– Les propongo que no hablemos más de hombres, ni de sexo, ni de amor… Como que me angustié.
– Es que es nuestro talón de Aquiles. Es por ahí que nos cagan, porque no depende de nosotras. Nadie que nos oyera creería cuánto nos importan otras cosas: los hijos, el trabajo, las ganas de cambiar el mundo.
– Oye, no seamos duras con nosotras mismas. Si hablamos leseras y nos reímos es porque nos alegra la vida. Total, estamos todas aquí por las mismas razones. Es la cercanía entre nosotras veinte lo que nos lleva a hablar así. No me cabe duda de que cada una en su cabaña, a solas, está en otra.
– Lo único que tengo claro es que los hombres nos tienen convencidas de que ellos son un bien muy escaso.

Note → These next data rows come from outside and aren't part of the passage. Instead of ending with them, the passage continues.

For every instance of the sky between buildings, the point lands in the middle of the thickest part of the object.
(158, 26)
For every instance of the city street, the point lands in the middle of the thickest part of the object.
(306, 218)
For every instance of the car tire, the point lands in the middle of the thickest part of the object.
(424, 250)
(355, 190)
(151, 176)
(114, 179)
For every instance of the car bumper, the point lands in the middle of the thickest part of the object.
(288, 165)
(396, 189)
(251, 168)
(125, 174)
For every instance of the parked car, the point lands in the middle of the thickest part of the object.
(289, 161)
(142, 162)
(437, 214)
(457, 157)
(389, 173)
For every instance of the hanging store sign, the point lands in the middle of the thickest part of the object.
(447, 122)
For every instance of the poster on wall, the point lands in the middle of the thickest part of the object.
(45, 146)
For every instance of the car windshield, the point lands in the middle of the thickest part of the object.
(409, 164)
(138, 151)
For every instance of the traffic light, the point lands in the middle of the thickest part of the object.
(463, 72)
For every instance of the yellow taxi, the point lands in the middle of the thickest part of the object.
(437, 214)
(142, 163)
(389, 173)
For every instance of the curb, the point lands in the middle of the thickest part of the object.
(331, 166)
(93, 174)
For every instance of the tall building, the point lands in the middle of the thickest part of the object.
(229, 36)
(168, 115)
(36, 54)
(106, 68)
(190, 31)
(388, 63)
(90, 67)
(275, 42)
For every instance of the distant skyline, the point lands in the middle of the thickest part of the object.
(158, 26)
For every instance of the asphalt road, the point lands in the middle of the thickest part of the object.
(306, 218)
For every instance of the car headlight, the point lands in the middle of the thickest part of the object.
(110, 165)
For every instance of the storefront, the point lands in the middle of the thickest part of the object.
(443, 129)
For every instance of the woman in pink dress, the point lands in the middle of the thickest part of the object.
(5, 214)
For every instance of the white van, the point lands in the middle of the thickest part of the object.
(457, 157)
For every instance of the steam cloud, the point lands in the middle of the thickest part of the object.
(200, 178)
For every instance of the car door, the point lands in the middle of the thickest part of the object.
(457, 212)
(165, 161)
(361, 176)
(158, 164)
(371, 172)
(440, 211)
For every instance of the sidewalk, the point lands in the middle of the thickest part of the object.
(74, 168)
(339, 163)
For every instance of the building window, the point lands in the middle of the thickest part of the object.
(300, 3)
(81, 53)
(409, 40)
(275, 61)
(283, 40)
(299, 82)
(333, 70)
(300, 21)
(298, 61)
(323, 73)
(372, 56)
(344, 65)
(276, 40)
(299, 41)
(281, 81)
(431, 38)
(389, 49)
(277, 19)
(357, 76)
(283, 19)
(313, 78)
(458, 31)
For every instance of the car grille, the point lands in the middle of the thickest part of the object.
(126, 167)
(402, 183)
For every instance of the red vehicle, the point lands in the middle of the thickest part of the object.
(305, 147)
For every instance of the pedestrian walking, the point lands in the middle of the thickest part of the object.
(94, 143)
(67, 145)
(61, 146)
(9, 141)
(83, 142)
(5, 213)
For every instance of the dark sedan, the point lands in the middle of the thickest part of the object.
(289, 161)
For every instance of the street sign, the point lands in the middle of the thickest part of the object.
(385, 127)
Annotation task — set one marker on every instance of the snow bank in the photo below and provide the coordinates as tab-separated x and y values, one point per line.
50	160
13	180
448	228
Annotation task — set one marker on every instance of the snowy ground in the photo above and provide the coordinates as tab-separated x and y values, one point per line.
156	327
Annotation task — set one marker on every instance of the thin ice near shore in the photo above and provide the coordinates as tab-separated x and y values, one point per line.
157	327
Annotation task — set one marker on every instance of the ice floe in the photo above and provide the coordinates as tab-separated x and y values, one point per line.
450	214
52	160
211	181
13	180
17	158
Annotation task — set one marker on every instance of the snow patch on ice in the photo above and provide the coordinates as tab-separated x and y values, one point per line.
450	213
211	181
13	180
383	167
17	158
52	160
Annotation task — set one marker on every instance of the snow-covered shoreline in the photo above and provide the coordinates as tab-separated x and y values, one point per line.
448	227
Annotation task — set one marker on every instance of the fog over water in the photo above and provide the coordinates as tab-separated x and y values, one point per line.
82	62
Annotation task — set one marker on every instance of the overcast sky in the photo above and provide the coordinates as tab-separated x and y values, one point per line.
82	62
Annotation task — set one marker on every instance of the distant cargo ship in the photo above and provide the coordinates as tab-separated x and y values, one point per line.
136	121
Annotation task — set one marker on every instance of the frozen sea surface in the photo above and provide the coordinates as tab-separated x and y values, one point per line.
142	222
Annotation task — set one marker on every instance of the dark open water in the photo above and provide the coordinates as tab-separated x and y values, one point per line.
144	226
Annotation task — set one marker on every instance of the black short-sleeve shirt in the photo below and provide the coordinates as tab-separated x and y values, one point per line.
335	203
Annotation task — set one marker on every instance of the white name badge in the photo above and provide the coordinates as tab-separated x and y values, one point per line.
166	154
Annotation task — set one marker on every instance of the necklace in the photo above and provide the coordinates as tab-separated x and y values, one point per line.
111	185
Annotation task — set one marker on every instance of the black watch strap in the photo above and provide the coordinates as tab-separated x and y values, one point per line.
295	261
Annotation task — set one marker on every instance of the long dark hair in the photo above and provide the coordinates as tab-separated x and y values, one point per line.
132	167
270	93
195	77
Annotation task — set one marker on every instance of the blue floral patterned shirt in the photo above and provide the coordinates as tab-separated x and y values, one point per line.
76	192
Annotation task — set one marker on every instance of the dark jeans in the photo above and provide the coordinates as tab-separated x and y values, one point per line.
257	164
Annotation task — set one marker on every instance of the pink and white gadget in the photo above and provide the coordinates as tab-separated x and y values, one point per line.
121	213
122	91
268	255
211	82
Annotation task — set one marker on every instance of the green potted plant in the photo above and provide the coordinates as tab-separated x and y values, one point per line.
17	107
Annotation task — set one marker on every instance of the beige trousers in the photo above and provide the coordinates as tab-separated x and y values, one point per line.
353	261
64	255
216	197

– Lo que yo no tengo tan claro es que sean un bien…
– ¡Pobres hombres! Seamos comprensivas. No saben cómo readecuar su realidad a este fenómeno de las mujeres, porque, si lo piensan bien, es lo más profundo que ha pasado como revolución cultural en este siglo de mierda. Porque nosotras no somos como la economía social de mercado o los estados totalitarios; a nosotras no nos pueden cambiar, ni reemplazar, ni derribar. Nuestro proceso es irreversible, por eso somos la verdadera revolución.
Cuando iban saliendo del salón grande, Toña se acercó a caminar junto a Floreana hacia la cabaña. Tenía el ceño fruncido, el rostro ofuscado.
– ¿Sabes? He estado reflexionando… aquí todas hablan de «los hombres». Pero si nos remontamos a lo más primario de lo que significa la atracción, nos encontramos cara a cara con la necesidad. A tal yo lo necesito, por lo tanto me atrae; de ahí viene todo. Pero tal como están las cosas hoy día, yo no necesito a un hombre. Mis capacidades son las mismas que las suyas, lo que me lleva a no sentirme atraída por él. No me sirve. La atracción, entonces, se libera, tiene un valor en sí misma y ahora lo que te atrae es una persona, no importando su sexo.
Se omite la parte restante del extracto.